When doing business in a foreign country it is advantageous to have some knowledge about the language abilities and computer competency of your counterparts. This may prove to be particularly useful in the preparation stage of negotiations as it may help to decide whether it is safe to rely on a host speaking your language or whether it is necessary to travel with an interpreter. Competence in computer technology and electronic communication may significantly increase the pace of the business negotiations. Some knowledge about your business partner’s computer literacy may help you to adjust your expectations and also to adjust the level of technology you incorporate into your business activities which may in turn help you to save valuable time and money.

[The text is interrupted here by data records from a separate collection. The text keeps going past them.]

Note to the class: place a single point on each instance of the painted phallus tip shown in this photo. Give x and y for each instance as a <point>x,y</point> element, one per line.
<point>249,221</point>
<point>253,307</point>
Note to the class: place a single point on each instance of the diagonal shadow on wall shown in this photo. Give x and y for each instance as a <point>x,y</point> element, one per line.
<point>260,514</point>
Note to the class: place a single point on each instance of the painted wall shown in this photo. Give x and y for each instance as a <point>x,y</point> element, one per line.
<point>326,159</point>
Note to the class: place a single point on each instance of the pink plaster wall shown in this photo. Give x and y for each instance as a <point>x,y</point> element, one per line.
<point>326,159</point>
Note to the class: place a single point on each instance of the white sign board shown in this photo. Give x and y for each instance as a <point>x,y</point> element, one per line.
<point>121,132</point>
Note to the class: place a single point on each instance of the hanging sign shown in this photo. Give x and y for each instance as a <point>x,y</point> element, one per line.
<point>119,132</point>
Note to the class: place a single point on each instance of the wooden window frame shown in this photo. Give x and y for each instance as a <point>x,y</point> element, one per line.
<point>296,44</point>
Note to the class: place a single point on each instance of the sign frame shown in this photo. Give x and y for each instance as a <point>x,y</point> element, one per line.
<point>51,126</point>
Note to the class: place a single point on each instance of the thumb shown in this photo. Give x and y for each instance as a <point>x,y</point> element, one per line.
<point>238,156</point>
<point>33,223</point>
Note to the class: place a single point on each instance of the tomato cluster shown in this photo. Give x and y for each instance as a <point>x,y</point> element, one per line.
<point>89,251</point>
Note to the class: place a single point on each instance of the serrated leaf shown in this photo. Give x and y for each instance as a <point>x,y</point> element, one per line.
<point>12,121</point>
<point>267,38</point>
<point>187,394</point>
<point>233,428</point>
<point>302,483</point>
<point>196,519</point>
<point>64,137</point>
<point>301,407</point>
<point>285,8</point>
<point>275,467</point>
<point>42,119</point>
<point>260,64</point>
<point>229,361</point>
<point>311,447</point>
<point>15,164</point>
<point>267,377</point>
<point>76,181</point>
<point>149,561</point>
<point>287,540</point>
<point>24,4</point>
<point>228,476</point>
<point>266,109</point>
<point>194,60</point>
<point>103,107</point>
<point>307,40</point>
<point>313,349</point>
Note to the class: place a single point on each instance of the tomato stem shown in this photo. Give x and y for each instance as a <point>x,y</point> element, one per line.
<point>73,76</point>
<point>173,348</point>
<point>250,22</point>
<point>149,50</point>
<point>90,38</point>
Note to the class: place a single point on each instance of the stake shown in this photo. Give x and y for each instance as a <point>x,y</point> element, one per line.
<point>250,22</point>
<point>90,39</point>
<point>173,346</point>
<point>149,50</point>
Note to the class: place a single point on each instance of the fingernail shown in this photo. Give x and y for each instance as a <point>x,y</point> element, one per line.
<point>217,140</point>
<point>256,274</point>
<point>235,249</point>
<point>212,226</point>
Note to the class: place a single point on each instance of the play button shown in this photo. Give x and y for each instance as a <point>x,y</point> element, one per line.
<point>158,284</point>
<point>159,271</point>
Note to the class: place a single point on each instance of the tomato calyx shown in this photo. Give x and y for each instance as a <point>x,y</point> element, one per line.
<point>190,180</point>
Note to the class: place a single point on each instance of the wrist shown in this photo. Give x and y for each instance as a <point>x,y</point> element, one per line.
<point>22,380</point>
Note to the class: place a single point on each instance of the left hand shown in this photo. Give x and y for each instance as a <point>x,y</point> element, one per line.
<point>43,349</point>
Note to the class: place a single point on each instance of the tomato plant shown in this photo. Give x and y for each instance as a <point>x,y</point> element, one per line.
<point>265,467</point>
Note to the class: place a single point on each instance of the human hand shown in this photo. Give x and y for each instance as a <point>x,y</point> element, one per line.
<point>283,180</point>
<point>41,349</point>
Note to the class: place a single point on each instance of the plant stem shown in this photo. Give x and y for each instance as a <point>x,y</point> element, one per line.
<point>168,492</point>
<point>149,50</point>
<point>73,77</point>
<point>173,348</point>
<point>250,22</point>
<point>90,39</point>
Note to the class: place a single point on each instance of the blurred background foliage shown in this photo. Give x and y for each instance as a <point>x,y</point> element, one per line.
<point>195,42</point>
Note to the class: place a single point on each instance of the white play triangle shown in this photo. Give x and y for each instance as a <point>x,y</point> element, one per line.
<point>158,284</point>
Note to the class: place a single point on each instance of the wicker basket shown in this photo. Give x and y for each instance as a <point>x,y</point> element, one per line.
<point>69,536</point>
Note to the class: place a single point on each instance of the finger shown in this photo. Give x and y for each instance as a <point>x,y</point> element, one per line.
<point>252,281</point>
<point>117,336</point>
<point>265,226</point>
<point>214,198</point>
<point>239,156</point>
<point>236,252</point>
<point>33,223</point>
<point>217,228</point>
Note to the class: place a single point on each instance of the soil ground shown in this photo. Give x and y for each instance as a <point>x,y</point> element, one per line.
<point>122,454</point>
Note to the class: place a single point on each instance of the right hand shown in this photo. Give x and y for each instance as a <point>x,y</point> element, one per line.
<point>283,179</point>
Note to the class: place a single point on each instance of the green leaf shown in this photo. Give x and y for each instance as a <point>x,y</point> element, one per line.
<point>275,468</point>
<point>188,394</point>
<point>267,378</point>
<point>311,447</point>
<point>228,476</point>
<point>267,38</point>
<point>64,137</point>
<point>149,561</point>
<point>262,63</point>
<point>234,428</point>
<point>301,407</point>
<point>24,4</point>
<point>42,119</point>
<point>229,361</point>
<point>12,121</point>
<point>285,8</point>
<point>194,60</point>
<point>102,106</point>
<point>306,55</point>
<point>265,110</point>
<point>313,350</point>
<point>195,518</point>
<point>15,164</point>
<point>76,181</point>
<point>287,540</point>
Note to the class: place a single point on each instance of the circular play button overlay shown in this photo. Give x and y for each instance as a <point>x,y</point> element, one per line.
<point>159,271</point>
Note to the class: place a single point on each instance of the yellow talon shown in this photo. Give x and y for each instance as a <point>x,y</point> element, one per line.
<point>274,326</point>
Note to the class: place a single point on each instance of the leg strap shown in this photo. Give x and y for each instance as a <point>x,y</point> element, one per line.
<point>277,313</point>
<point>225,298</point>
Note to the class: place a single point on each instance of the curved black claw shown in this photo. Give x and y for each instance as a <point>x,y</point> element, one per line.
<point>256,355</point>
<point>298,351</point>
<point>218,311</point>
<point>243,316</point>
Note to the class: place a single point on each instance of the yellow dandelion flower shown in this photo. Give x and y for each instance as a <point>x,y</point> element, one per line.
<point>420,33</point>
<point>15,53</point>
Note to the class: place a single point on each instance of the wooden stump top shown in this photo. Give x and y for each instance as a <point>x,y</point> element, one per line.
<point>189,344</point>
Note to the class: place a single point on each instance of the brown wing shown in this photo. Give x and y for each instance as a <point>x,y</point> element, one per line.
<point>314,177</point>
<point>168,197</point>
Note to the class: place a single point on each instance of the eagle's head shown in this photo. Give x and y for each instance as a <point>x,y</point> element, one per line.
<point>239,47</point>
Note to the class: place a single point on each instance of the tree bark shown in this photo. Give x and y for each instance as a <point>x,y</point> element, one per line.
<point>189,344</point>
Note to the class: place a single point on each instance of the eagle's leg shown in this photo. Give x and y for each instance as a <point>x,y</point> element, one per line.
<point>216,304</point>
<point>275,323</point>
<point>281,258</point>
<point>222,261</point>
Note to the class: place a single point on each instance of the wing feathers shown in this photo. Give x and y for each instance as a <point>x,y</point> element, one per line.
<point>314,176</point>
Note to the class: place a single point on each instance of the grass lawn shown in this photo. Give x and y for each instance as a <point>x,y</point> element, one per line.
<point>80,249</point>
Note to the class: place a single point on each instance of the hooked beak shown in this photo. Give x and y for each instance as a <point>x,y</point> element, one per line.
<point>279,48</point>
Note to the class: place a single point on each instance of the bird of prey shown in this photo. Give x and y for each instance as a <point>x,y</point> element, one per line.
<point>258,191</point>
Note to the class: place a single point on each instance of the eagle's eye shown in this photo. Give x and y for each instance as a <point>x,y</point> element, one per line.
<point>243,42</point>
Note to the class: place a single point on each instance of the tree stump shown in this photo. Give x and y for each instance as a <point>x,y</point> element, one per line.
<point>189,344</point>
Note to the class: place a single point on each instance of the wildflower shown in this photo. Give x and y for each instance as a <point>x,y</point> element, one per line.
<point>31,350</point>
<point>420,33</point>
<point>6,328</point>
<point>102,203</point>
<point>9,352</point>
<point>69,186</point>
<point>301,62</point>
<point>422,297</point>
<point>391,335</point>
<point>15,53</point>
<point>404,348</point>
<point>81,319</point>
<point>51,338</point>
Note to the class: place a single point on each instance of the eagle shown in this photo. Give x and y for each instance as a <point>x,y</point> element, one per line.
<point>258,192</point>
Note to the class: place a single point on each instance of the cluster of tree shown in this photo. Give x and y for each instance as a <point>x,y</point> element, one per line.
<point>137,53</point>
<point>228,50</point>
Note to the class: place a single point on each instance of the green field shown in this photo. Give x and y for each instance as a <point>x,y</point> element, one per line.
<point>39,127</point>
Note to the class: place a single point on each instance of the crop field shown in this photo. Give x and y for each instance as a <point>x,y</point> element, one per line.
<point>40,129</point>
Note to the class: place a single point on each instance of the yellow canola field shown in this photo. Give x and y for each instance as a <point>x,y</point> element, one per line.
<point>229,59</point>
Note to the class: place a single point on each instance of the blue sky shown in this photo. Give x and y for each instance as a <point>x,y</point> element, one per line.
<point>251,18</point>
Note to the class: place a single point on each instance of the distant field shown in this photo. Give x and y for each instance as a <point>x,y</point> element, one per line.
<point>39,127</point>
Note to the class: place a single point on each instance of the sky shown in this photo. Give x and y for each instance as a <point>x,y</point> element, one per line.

The Danes are a peaceful and rather unassertive nation. They possess a satirical and self-deprecating sense of humor. To many Danes, humor is tinged with a great deal of irony and whilst foreigners often have a hard time understanding this it is nevertheless an important part of Danish humor anda key to understanding their mentality. Danes have a deep-rooted respect for democracy and equality and are extremely tolerant. The society has a successful, well-organized social structure, a sound economy, a high level of education, and an acceptance of gender equality and sexual orientation.
Informality is typical in business life. There are no strict hierarchies between employees and management and it is common for employees to address their boss by his or her first name. Manners between colleagues are informal and relaxed. The ‘cozy way of life’ can also be seen in the dress code. Often it is only formal meetings that require a suit. Wealth and high social position are played down in public as regards dress, jewelry, and housing. The point is to be discreet about individual distinction and avoid public boasting, while allowing one’s wealth to be recognized by persons in a similar economic position.
Discussion and argument are central in Danish upbringing, in both social contexts and at home. Negotiations and team work are highly prizedin Danish working life and democratic processes and structures are central to the Danish mentality.
Danish labour markets are very flexible and job mobility is high. It has been reported by the EU Commission that one out of five Danish employees, about 20%, changed their job in 2012. A high degree of job mobility indicates that the labour market is healthy and flexible. This flexibility however, is due partly to the fact that it is rather easy to make people redundant in Denmark and partly to an efficient and active labour market policy. The Danish workforce is among the most productive in Europe and no restrictions apply regarding overtime work, allowing companies to operate 24 hours a day, 365 days a year.
Danes are considered to be tolerant and so what is classed as undesirable behavior is usually something that violates the codes of tolerance. For example, the use of sexist or racist humor is considered very rude. Modesty in conversation and behaviour is also respected. The Danes tend to dislike materialism and displays of individual achievement. You should show appreciation for the Danish love of hospitality and ‘coziness’, and make sure business events also include social activities.